Indien in Mittlerrolle

Für Japan verliefen hingegen die sogenannten ASEAN-plus-drei-Gespräche, die im Anschluß an die Tagung in Kuala Lumpur abgehalten wurden, eher enttäuschend. China und Südkorea – die sich seit Jahren mit Japan und der ASEAN zur besagten Runde treffen – hatten darauf bestanden, die Verhandlungen über eine asiatische Freihandelszone fortzusetzen. Diese werden zwischen den drei ostasiatischen Nationen und der ASEAN seit 1998 geführt. Erst wenn die abgeschlossen seien, könne man den nächsten Schritt machen, meinte Südkoreas Handelsminister Kim Hyun Chong.

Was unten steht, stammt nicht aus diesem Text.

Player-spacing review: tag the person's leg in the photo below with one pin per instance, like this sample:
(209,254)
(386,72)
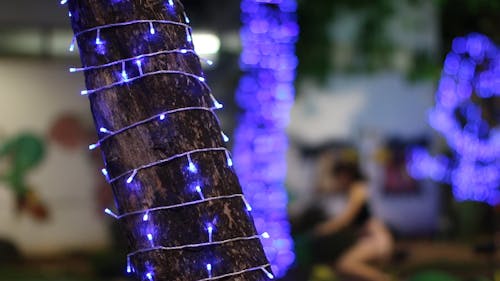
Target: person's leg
(355,262)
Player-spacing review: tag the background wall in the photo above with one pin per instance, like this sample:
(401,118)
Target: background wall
(32,95)
(366,110)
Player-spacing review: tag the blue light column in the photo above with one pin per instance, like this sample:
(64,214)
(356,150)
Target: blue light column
(471,72)
(266,95)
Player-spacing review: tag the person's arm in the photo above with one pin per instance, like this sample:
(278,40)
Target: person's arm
(357,198)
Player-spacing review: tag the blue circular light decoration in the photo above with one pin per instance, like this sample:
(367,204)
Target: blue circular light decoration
(471,72)
(266,94)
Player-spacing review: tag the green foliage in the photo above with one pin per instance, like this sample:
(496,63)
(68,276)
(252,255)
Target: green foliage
(315,45)
(457,18)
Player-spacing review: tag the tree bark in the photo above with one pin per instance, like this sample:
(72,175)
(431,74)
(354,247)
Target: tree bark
(160,149)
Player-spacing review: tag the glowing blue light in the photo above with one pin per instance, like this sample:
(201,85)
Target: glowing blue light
(470,68)
(266,95)
(210,230)
(132,177)
(124,75)
(209,269)
(104,130)
(191,166)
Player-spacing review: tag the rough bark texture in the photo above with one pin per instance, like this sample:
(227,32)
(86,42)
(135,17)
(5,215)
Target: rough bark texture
(166,184)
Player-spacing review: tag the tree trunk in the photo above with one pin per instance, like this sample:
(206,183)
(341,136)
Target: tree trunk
(177,196)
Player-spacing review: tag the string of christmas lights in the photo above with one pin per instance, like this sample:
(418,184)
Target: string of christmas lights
(470,72)
(147,212)
(266,94)
(161,116)
(148,215)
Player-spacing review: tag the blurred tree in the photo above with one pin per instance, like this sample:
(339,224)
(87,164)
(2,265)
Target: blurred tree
(316,45)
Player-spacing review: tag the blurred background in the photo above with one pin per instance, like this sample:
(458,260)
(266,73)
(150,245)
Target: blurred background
(368,76)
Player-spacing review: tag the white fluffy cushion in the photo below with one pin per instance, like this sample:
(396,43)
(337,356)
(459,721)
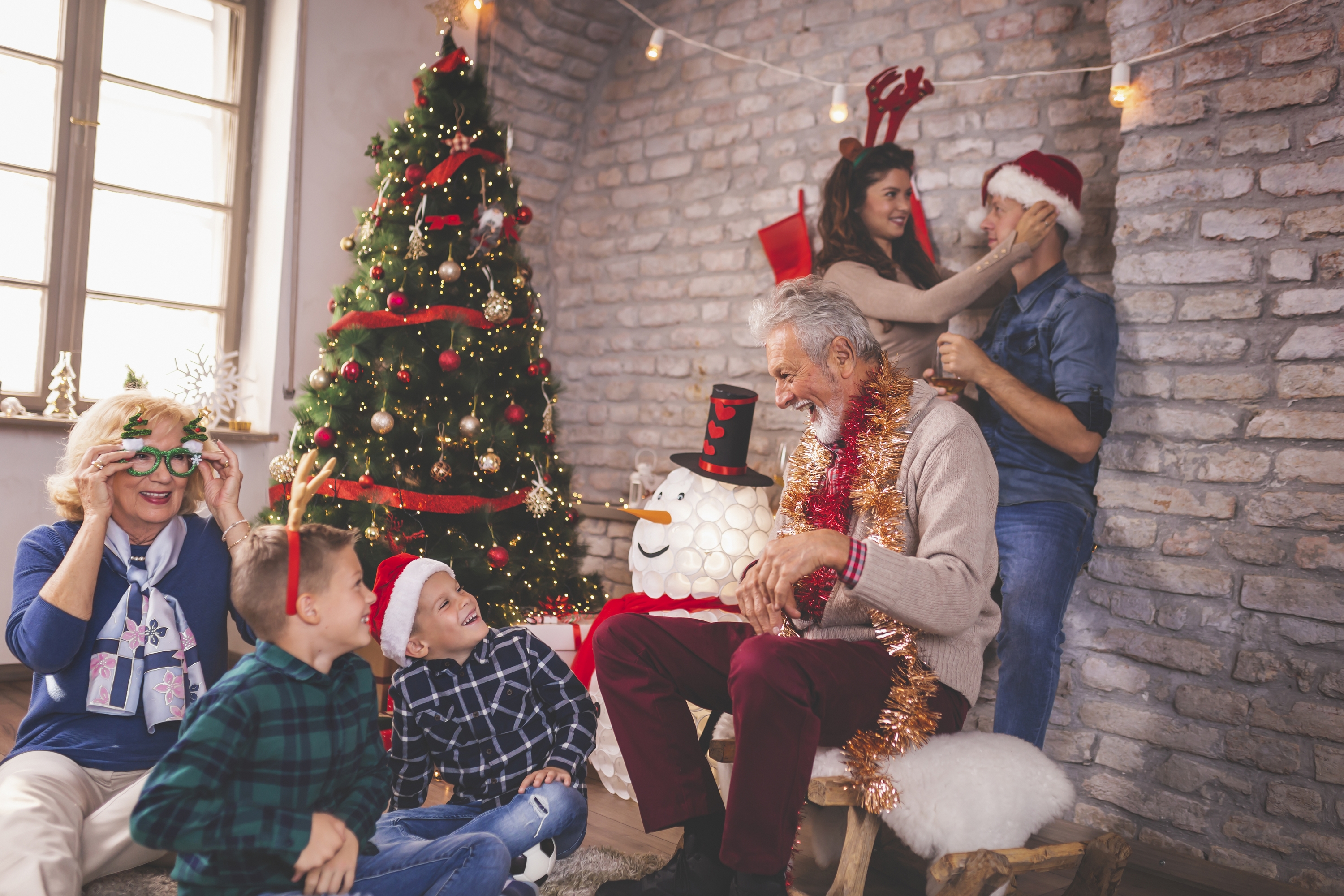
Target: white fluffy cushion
(969,790)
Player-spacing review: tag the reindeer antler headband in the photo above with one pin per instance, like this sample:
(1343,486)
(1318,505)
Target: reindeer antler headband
(300,493)
(894,105)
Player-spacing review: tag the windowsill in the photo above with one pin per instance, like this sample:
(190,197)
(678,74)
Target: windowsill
(54,424)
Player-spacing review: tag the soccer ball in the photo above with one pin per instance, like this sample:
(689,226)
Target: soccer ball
(535,864)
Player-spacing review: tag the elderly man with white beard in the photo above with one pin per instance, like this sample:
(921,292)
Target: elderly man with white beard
(871,597)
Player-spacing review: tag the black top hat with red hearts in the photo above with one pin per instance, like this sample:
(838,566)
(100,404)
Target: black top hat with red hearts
(728,436)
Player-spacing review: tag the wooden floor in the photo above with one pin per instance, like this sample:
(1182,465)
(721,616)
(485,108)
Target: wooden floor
(894,870)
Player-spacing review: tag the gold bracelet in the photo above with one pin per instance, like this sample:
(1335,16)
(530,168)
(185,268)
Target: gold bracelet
(224,536)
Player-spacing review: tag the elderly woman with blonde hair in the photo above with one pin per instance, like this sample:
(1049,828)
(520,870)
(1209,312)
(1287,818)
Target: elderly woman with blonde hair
(120,609)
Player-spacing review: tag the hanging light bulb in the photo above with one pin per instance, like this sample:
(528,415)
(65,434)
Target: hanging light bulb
(839,104)
(655,47)
(1120,88)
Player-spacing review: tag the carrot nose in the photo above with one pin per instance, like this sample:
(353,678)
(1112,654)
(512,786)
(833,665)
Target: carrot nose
(652,516)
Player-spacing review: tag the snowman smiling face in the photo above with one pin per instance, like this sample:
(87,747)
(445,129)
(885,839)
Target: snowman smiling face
(697,536)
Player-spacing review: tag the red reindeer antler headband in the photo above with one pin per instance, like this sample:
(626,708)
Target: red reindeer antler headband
(300,493)
(894,105)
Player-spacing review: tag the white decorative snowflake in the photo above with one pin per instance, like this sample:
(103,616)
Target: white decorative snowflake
(210,381)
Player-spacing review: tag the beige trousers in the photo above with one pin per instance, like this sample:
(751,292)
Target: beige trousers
(62,825)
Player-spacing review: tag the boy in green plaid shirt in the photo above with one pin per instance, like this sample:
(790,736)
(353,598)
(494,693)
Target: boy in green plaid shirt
(279,775)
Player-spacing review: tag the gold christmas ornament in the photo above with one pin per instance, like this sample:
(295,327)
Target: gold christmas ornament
(283,468)
(496,308)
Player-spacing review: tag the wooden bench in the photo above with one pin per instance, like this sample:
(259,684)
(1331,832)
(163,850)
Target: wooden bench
(1101,863)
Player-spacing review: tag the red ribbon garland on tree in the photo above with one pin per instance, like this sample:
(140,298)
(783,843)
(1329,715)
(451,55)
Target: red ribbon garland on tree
(830,507)
(404,500)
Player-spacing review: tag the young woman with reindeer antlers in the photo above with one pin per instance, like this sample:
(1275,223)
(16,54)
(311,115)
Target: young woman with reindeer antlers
(875,244)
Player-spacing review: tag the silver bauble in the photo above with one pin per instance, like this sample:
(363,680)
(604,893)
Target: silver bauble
(498,308)
(283,468)
(449,271)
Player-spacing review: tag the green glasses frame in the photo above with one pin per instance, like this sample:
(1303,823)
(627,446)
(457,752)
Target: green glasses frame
(159,458)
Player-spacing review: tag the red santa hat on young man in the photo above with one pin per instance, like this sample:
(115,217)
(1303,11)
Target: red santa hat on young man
(1031,179)
(397,589)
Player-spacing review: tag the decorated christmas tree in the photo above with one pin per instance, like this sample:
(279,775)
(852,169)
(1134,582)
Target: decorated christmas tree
(432,392)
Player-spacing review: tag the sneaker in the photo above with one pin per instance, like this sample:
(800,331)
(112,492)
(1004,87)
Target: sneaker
(691,872)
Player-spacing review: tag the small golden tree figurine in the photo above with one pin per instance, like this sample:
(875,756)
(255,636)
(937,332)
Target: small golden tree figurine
(61,400)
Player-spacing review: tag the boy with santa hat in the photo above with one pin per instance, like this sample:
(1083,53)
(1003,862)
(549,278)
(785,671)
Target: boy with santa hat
(495,711)
(1046,371)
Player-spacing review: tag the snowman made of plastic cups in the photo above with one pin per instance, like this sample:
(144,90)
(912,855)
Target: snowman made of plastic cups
(697,535)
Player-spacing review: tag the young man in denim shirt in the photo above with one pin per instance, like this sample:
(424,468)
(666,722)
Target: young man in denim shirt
(1046,371)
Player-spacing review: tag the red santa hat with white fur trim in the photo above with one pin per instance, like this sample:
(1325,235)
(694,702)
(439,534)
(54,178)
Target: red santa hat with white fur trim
(1031,179)
(397,589)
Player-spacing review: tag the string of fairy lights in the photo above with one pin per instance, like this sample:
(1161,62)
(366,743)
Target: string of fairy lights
(1121,88)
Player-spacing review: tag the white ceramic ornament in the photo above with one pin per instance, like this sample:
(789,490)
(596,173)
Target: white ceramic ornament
(717,530)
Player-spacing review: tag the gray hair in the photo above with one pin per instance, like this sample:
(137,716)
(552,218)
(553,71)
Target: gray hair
(818,312)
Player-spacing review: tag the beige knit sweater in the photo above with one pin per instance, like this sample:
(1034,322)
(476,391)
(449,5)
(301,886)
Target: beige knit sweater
(908,320)
(941,582)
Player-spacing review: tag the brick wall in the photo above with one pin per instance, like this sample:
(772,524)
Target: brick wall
(1206,677)
(1199,704)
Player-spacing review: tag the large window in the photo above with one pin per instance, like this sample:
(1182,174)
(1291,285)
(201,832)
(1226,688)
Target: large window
(123,187)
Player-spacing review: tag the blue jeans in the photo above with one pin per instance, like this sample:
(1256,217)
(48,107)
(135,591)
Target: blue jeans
(463,866)
(1042,546)
(551,810)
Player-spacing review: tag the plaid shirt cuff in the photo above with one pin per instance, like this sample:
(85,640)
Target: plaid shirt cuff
(854,567)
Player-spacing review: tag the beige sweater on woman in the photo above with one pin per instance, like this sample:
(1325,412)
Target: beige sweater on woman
(908,320)
(941,582)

Japan hatte auf einen größeren Handelsraum gedrängt, der auch Australien, Indien und Neuseeland einbeziehen sollte. Der Hintergrund: Japan lehnt sich in letzter Zeit stärker an die USA an und definiert seine Rolle als Gegengewicht zum aufstrebenden China. Während Südkoreas Bündnis mit den USA und seinen engsten Verbündeten immer brüchiger wird, sucht Japan den Schulterschluß mit den anderen US-Alliierten in der Region. Etwas komplizierter ist in diesem Zusammenhang die Rolle Indiens, das zwar einerseits heftig von den USA umworben wird, sich allerdings ökonomisch verstärkt China und den ASEAN-Staaten annähert. So fanden am Donnerstag in Kuala Lumpur auch Gespräche zwischen den ASEAN-Wirtschaftsministern und ihrem indischen Kollegen über ein gemeinsames Freihandelsabkommen statt. China ist ebenfalls an Erleichterungen im Handel mit seinem großen Nachbarn im Süden gelegen. Es kann daher davon ausgegangen werden, daß sich die Opposition gegen den japanischen Vorstoß vor allem auf den treuen US-Verbündeten Australien bezog.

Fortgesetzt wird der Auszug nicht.